Lynley und Bernard Fairclough traten aus dem Haus, als St. James hielt, und Lynley stellte die beiden Männer einander vor. Fairclough ging voraus zum Bootshaus, unter dem Arm ein paar große Handtücher. Er erklärte, sie hätten den Strom von der Außenbeleuchtung abgezapft, ein paar Lampen aufgestellt und für alle Fälle zusätzlich mehrere starke Taschenlampen besorgt.

Der See lag spiegelglatt da, und die Stille hier draußen wurde nur unterbrochen von Vogelgezwitscher und dem entfernten Geräusch eines Motorboots, das irgendwo auf dem Wasser herumkurvte. Die Tür zum Bootshaus stand offen, und St. James fiel auf, dass sie über kein Schloss verfügte.
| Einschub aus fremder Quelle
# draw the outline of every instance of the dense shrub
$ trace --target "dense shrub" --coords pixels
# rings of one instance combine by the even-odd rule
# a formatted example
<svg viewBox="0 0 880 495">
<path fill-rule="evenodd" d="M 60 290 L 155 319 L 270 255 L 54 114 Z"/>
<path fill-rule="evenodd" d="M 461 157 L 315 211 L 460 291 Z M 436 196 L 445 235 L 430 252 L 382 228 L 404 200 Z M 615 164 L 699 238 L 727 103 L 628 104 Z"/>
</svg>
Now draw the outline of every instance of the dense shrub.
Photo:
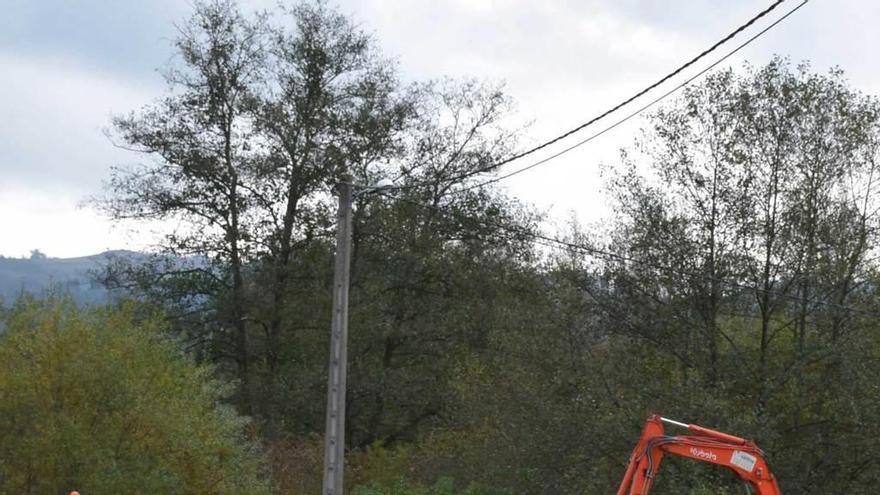
<svg viewBox="0 0 880 495">
<path fill-rule="evenodd" d="M 0 492 L 260 494 L 225 389 L 158 318 L 20 302 L 0 337 Z"/>
</svg>

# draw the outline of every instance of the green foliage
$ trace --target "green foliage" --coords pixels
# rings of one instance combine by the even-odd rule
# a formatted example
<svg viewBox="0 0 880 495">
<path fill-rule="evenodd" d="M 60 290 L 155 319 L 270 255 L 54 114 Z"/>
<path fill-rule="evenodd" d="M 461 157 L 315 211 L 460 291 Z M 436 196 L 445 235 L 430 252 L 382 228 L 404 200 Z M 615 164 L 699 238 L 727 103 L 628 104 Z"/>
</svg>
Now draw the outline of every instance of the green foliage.
<svg viewBox="0 0 880 495">
<path fill-rule="evenodd" d="M 276 438 L 269 443 L 266 454 L 278 493 L 321 492 L 324 442 L 320 437 Z"/>
<path fill-rule="evenodd" d="M 456 491 L 450 478 L 441 478 L 430 487 L 398 478 L 390 483 L 373 483 L 369 486 L 355 487 L 354 495 L 480 495 L 480 492 L 470 489 Z"/>
<path fill-rule="evenodd" d="M 117 170 L 102 204 L 174 220 L 163 251 L 196 256 L 105 281 L 163 304 L 180 343 L 238 379 L 284 492 L 321 483 L 328 189 L 343 170 L 404 186 L 355 200 L 357 495 L 609 493 L 651 412 L 754 438 L 784 492 L 876 491 L 880 104 L 839 71 L 774 59 L 688 87 L 609 170 L 605 230 L 572 226 L 619 255 L 588 256 L 537 246 L 540 215 L 470 187 L 516 149 L 499 87 L 404 87 L 324 2 L 281 23 L 232 0 L 195 9 L 166 98 L 114 121 L 149 165 Z M 175 404 L 144 428 L 190 421 Z M 654 493 L 738 488 L 670 460 Z"/>
<path fill-rule="evenodd" d="M 424 446 L 415 447 L 415 449 Z M 415 466 L 418 457 L 425 452 L 414 448 L 385 448 L 374 445 L 358 452 L 351 460 L 350 471 L 354 475 L 354 495 L 484 495 L 488 492 L 476 488 L 456 487 L 455 481 L 441 476 L 434 483 L 420 483 Z"/>
<path fill-rule="evenodd" d="M 615 387 L 754 437 L 783 491 L 868 493 L 880 477 L 849 419 L 874 414 L 857 390 L 880 376 L 878 130 L 880 103 L 839 71 L 777 58 L 689 88 L 612 174 L 609 249 L 644 261 L 607 263 L 615 289 L 590 293 L 648 373 Z"/>
<path fill-rule="evenodd" d="M 3 493 L 269 493 L 226 387 L 135 308 L 23 300 L 0 337 Z"/>
</svg>

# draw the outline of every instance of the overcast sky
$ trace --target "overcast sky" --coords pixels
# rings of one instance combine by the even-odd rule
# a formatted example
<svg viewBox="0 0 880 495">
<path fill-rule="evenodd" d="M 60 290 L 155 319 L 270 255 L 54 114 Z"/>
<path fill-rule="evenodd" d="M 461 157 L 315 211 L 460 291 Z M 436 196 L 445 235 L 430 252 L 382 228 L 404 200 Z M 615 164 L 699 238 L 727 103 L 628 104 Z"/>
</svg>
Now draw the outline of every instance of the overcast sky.
<svg viewBox="0 0 880 495">
<path fill-rule="evenodd" d="M 625 99 L 770 3 L 344 0 L 338 5 L 375 32 L 407 80 L 506 81 L 519 118 L 534 122 L 525 143 L 534 144 Z M 797 3 L 786 1 L 750 33 Z M 242 4 L 262 9 L 275 2 Z M 137 160 L 114 149 L 102 130 L 111 115 L 162 94 L 156 69 L 172 57 L 174 23 L 186 18 L 190 3 L 0 0 L 0 6 L 0 254 L 40 249 L 70 257 L 142 249 L 148 236 L 114 228 L 78 205 L 101 190 L 110 166 Z M 838 65 L 854 87 L 877 94 L 878 25 L 880 2 L 811 0 L 730 63 L 762 64 L 777 53 L 810 60 L 817 71 Z M 574 212 L 585 223 L 596 221 L 607 212 L 598 166 L 613 163 L 640 125 L 621 126 L 505 187 L 551 218 Z"/>
</svg>

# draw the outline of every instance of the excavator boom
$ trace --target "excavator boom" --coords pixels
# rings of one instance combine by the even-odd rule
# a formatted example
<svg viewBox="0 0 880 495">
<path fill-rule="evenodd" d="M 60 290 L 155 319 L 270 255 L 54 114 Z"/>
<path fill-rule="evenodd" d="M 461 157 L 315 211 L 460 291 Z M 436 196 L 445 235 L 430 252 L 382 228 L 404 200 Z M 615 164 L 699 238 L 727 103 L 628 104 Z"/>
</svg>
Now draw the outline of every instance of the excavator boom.
<svg viewBox="0 0 880 495">
<path fill-rule="evenodd" d="M 691 434 L 666 435 L 664 422 L 685 428 Z M 617 495 L 648 495 L 666 454 L 723 466 L 751 485 L 757 495 L 780 495 L 764 453 L 752 441 L 657 415 L 645 423 Z"/>
</svg>

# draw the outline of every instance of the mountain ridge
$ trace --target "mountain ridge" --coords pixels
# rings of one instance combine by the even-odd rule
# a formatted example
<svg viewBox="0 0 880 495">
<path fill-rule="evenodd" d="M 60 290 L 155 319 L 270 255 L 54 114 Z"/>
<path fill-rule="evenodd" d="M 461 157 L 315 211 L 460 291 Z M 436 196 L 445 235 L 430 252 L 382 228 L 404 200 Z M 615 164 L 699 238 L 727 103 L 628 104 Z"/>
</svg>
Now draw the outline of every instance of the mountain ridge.
<svg viewBox="0 0 880 495">
<path fill-rule="evenodd" d="M 114 258 L 143 258 L 147 255 L 124 249 L 71 258 L 53 258 L 34 251 L 30 258 L 0 257 L 0 300 L 14 302 L 22 293 L 42 294 L 60 290 L 79 303 L 107 300 L 107 289 L 93 273 Z"/>
</svg>

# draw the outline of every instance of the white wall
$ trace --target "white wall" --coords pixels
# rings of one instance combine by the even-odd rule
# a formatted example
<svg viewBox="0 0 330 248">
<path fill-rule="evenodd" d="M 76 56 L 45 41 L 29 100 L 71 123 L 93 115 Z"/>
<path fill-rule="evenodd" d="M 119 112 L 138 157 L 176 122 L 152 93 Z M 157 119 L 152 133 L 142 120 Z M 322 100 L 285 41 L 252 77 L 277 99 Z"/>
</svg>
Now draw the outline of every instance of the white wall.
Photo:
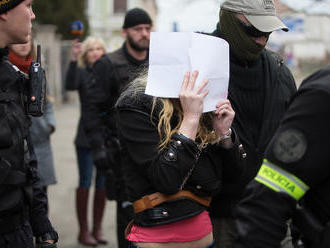
<svg viewBox="0 0 330 248">
<path fill-rule="evenodd" d="M 293 13 L 304 20 L 303 32 L 275 32 L 270 42 L 289 47 L 297 60 L 323 60 L 330 53 L 330 17 Z"/>
<path fill-rule="evenodd" d="M 119 48 L 123 43 L 121 28 L 125 13 L 113 13 L 113 0 L 88 0 L 90 33 L 102 37 L 109 51 Z M 145 8 L 155 20 L 157 9 L 154 0 L 128 0 L 127 8 Z"/>
<path fill-rule="evenodd" d="M 322 60 L 327 53 L 327 47 L 321 41 L 296 43 L 292 48 L 294 56 L 298 60 Z"/>
</svg>

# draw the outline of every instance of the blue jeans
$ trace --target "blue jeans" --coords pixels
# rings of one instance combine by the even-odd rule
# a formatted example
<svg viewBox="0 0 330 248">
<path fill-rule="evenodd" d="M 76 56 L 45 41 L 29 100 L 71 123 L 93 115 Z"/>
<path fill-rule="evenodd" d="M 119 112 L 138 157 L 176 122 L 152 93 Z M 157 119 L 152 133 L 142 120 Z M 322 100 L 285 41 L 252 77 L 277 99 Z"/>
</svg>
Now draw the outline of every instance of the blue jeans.
<svg viewBox="0 0 330 248">
<path fill-rule="evenodd" d="M 79 169 L 79 187 L 90 188 L 93 177 L 93 159 L 90 149 L 76 147 L 78 169 Z M 95 188 L 104 189 L 105 187 L 105 176 L 101 172 L 96 170 Z"/>
<path fill-rule="evenodd" d="M 205 248 L 214 248 L 215 246 L 214 246 L 214 241 L 212 242 L 212 244 L 210 244 L 209 246 L 206 246 Z M 128 246 L 128 248 L 141 248 L 141 247 L 139 247 L 139 246 L 136 246 L 136 245 L 133 245 L 133 244 L 130 244 L 129 246 Z"/>
</svg>

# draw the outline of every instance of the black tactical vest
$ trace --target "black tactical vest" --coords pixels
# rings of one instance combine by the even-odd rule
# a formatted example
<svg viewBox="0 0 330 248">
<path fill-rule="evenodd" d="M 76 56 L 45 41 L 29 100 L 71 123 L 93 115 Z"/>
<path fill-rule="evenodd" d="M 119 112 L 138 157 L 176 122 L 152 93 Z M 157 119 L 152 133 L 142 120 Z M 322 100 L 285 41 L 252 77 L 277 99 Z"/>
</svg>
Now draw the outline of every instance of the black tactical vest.
<svg viewBox="0 0 330 248">
<path fill-rule="evenodd" d="M 22 188 L 30 184 L 25 78 L 6 59 L 0 61 L 0 212 L 23 204 Z"/>
</svg>

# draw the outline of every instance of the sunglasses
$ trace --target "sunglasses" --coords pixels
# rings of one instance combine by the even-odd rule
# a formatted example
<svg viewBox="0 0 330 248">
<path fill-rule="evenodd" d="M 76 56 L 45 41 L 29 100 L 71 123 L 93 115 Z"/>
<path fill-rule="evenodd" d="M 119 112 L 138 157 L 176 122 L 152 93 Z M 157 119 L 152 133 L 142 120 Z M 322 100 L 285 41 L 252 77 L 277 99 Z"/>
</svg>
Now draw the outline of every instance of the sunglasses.
<svg viewBox="0 0 330 248">
<path fill-rule="evenodd" d="M 252 25 L 247 24 L 238 18 L 237 18 L 237 21 L 238 21 L 239 25 L 242 27 L 242 29 L 244 30 L 244 32 L 249 36 L 252 36 L 255 38 L 264 36 L 264 37 L 268 38 L 269 35 L 272 33 L 272 32 L 262 32 L 262 31 L 256 29 L 255 27 L 253 27 Z"/>
</svg>

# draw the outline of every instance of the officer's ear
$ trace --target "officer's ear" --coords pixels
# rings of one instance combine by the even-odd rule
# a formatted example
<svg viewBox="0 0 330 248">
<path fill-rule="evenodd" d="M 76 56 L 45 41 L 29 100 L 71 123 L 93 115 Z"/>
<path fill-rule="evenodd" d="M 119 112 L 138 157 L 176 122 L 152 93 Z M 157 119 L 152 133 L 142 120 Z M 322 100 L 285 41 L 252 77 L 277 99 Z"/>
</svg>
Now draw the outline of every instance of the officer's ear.
<svg viewBox="0 0 330 248">
<path fill-rule="evenodd" d="M 126 28 L 123 28 L 121 30 L 121 35 L 126 39 L 127 38 L 127 29 Z"/>
</svg>

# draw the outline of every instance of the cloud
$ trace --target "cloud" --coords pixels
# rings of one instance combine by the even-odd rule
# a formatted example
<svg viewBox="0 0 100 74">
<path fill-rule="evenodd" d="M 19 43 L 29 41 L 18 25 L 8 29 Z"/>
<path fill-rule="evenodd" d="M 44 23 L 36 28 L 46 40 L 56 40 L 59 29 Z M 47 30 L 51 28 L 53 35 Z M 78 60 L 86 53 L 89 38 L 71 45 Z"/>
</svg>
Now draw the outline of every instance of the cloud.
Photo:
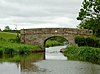
<svg viewBox="0 0 100 74">
<path fill-rule="evenodd" d="M 82 0 L 0 0 L 0 25 L 41 27 L 45 24 L 43 26 L 53 27 L 52 24 L 55 24 L 56 27 L 76 27 L 81 2 Z"/>
</svg>

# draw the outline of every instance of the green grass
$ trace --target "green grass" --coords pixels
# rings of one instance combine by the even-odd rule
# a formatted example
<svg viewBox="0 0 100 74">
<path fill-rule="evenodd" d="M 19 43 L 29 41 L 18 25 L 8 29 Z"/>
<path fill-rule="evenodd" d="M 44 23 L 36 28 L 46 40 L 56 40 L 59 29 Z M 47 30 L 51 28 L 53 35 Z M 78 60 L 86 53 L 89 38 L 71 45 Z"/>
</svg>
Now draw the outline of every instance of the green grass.
<svg viewBox="0 0 100 74">
<path fill-rule="evenodd" d="M 69 46 L 65 49 L 64 55 L 69 60 L 87 61 L 100 64 L 100 48 Z"/>
<path fill-rule="evenodd" d="M 63 43 L 60 43 L 60 42 L 58 42 L 56 40 L 53 40 L 53 41 L 47 40 L 45 46 L 46 47 L 52 47 L 52 46 L 58 46 L 58 45 L 62 45 L 62 44 Z"/>
<path fill-rule="evenodd" d="M 3 54 L 28 54 L 33 50 L 38 50 L 38 45 L 29 45 L 17 43 L 16 41 L 9 41 L 11 39 L 16 40 L 16 33 L 0 32 L 0 53 Z M 1 55 L 0 54 L 0 55 Z"/>
<path fill-rule="evenodd" d="M 53 36 L 46 40 L 45 47 L 60 46 L 64 45 L 67 40 L 60 36 Z"/>
<path fill-rule="evenodd" d="M 3 38 L 5 41 L 9 41 L 10 39 L 16 38 L 16 33 L 10 33 L 10 32 L 0 32 L 0 38 Z"/>
<path fill-rule="evenodd" d="M 29 44 L 22 44 L 22 43 L 10 43 L 10 42 L 0 42 L 0 49 L 3 48 L 11 48 L 14 50 L 20 49 L 28 49 L 28 50 L 36 50 L 39 49 L 38 45 L 29 45 Z"/>
</svg>

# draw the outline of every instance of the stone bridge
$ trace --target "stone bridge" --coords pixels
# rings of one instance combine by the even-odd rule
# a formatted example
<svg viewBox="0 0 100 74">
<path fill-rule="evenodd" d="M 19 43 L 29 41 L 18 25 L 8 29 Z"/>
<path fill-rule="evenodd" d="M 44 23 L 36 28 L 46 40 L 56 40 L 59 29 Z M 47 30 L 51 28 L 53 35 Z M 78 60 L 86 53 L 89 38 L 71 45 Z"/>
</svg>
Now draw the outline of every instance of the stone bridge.
<svg viewBox="0 0 100 74">
<path fill-rule="evenodd" d="M 44 48 L 46 40 L 53 36 L 60 36 L 68 40 L 69 43 L 75 43 L 76 35 L 89 36 L 86 29 L 76 28 L 34 28 L 21 30 L 21 42 L 27 44 L 38 44 Z"/>
</svg>

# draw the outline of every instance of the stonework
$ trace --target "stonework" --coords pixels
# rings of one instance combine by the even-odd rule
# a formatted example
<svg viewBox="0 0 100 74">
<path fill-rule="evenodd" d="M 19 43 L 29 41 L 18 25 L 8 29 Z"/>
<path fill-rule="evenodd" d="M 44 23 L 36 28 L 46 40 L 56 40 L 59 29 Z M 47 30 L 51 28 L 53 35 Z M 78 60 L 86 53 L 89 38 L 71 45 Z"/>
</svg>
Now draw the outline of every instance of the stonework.
<svg viewBox="0 0 100 74">
<path fill-rule="evenodd" d="M 76 28 L 35 28 L 22 29 L 21 42 L 27 44 L 38 44 L 44 48 L 46 40 L 53 36 L 61 36 L 69 41 L 75 43 L 74 37 L 76 35 L 89 36 L 90 33 L 86 29 Z"/>
</svg>

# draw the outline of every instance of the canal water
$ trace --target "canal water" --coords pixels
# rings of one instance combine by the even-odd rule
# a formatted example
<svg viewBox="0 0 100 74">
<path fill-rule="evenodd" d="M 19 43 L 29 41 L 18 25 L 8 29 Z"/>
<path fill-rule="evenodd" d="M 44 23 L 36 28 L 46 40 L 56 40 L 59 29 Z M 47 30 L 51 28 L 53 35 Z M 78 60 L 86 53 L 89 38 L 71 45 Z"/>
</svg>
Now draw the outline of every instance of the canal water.
<svg viewBox="0 0 100 74">
<path fill-rule="evenodd" d="M 8 59 L 8 62 L 2 60 L 0 74 L 100 74 L 100 65 L 69 61 L 60 53 L 60 49 L 65 47 L 46 48 L 45 55 L 38 53 L 21 56 L 20 59 L 16 56 L 12 58 L 13 61 Z"/>
</svg>

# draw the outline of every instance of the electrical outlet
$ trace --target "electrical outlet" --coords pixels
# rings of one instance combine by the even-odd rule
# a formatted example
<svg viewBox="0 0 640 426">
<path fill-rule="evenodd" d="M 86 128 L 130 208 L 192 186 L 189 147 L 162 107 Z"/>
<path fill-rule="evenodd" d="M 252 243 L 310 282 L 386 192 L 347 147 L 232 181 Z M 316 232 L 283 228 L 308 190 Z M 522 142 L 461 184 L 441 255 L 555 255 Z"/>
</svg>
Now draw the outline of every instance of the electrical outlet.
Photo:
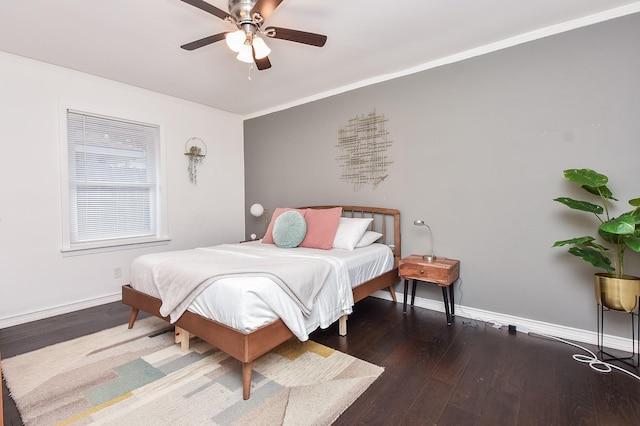
<svg viewBox="0 0 640 426">
<path fill-rule="evenodd" d="M 113 278 L 122 278 L 122 266 L 113 268 Z"/>
</svg>

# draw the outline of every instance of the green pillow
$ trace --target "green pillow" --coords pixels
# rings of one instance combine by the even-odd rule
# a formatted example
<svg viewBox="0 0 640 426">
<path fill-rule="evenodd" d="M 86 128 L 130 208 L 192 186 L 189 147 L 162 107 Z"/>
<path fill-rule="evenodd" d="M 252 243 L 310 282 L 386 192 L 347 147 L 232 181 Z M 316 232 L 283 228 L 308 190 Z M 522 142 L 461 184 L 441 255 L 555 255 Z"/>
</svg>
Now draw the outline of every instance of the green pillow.
<svg viewBox="0 0 640 426">
<path fill-rule="evenodd" d="M 298 247 L 305 235 L 307 235 L 307 222 L 296 210 L 282 213 L 273 224 L 273 242 L 278 247 Z"/>
</svg>

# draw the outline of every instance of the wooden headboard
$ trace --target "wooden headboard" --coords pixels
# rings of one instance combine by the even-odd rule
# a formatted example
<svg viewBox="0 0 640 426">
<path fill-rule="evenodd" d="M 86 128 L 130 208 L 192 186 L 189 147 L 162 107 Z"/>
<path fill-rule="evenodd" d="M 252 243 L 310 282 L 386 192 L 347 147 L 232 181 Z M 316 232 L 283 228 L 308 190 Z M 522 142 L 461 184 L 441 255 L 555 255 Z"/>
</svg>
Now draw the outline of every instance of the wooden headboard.
<svg viewBox="0 0 640 426">
<path fill-rule="evenodd" d="M 401 258 L 400 247 L 400 211 L 396 209 L 385 209 L 382 207 L 363 206 L 306 206 L 301 209 L 330 209 L 342 207 L 343 217 L 372 217 L 371 231 L 382 234 L 382 243 L 388 245 L 393 251 L 396 265 Z"/>
</svg>

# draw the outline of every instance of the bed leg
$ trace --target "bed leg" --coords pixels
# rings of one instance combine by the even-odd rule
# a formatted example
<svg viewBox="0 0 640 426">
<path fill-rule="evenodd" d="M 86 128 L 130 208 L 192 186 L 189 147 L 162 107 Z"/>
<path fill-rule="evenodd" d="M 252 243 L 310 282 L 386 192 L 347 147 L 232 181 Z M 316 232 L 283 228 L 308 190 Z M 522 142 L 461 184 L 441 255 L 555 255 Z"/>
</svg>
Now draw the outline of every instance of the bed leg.
<svg viewBox="0 0 640 426">
<path fill-rule="evenodd" d="M 392 285 L 389 286 L 389 293 L 391 293 L 391 298 L 393 299 L 393 303 L 398 303 L 398 299 L 396 299 L 396 288 Z"/>
<path fill-rule="evenodd" d="M 338 320 L 338 334 L 341 336 L 347 335 L 347 315 L 343 315 Z"/>
<path fill-rule="evenodd" d="M 131 308 L 131 315 L 129 316 L 129 328 L 133 328 L 133 324 L 136 322 L 136 318 L 138 318 L 138 312 L 140 312 L 140 309 L 138 308 Z"/>
<path fill-rule="evenodd" d="M 189 339 L 191 339 L 191 333 L 184 328 L 176 326 L 174 334 L 176 343 L 180 343 L 180 349 L 182 352 L 187 352 L 189 350 Z"/>
<path fill-rule="evenodd" d="M 242 363 L 242 399 L 249 399 L 251 393 L 251 373 L 253 372 L 253 362 Z"/>
</svg>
Zweifellos hatte Lynley das bereits gesehen und seine Schlüsse daraus gezogen.

Im Innern waren mehrere Baustrahler so aufgestellt worden, dass sie die Stelle beleuchteten, wo Ian Cresswell ins Wasser gestürzt war. Die Strahler warfen lange Schatten in alle Richtungen außer auf die Stelle, die sie untersuchen mussten, deswegen schalteten Lynley und Fairclough ihre Taschenlampen ein, um die verschatteten Bereiche auszuleuchten.

An einer Wand stand eine Werkbank, die, dem strengen Geruch nach zu urteilen, wahrscheinlich dazu diente, Fische auszunehmen. Und dazu brauchte man Werkzeug, dachte St. James, darum würden sie sich auch noch kümmern müssen. Vier Boote waren im Bootshaus vertäut: Ian Cresswells Skullboot, ein Ruderboot, ein Motorboot und ein Kanu. Das Ruderboot gehöre Valerie Fairclough, erklärte man ihm. Die anderen Boote wurden von allen Mitgliedern der Familie hin und wieder benutzt.

Vorsichtig näherte sich St. James der Stelle, wo die Steine herausgebrochen waren. Er bat um eine Taschenlampe.

Er sah gleich, wie leicht sich jemand eine Schädelfraktur hatte zuziehen können, der hier gestürzt war. Die Steine waren grob behauen von der Art, wie sie häufig in Cumbria für Gemäuer benutzt wurden. Es handelte sich um Schiefer mit Graniteinsprengseln, und sie wurden durch Mörtel in Position gehalten. Aber der Mörtel war alt und an einigen Stellen brüchig. Es wäre kein Problem gewesen, die Steine zu lockern. Sie hätten sich allerdings auch ganz von allein gelockert haben können, schließlich stiegen hier ewig lange schon Menschen aus ihren Booten.